Unterlegt mit einem großartigen Soundtrack, der Elektrobeat, Hip-Hop und große Symphonie zu einem psychedelischen Rausch vereint, gleiten die neon-beleuchteten Boote in magischen Bildern durch die Lagunenlandschaft und die erhabene, morbide Schönheit Venedigs.
Mensch und Stadt sind mit der Lagune und dem Wasser verwurzelt und wie die sagenhafte, versunkene Stadt Atlantis werden sie dereinst untergehen.
Der metaphorische Titel des Films bezieht sich offensichtlich
auf den Mythos einer untergehenden Stadt, kann aber auch als Erweiterung von Pasolinis Bemerkungen über die Borgate verstanden werden, die nun eine proletarische Jugend vorfindet, die den Kontakt zu ihrer Umwelt verloren hat.
Wieder mal ist Venedig mit Todesahnung und Morbidität verbunden.

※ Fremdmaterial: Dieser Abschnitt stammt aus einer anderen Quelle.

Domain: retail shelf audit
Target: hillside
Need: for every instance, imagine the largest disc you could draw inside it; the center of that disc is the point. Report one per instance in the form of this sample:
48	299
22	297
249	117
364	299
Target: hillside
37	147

Ein alter Mann am Anfang spricht es wie ein Omen aus: »Ihr werdet euch noch umbringen mit diesem Speedboot-Fahren«.
Am Schluss aber läuft »Vivere« von Flavio de Luca.
Das Ergebnis ist ein seltsam-einmaliger Hybrid aus Spielfilm und Dokumentarfilm, ein Film, der das Mythische in der Gegenwart findet.
Schillernde Unsicherheit, aufregendes Kino.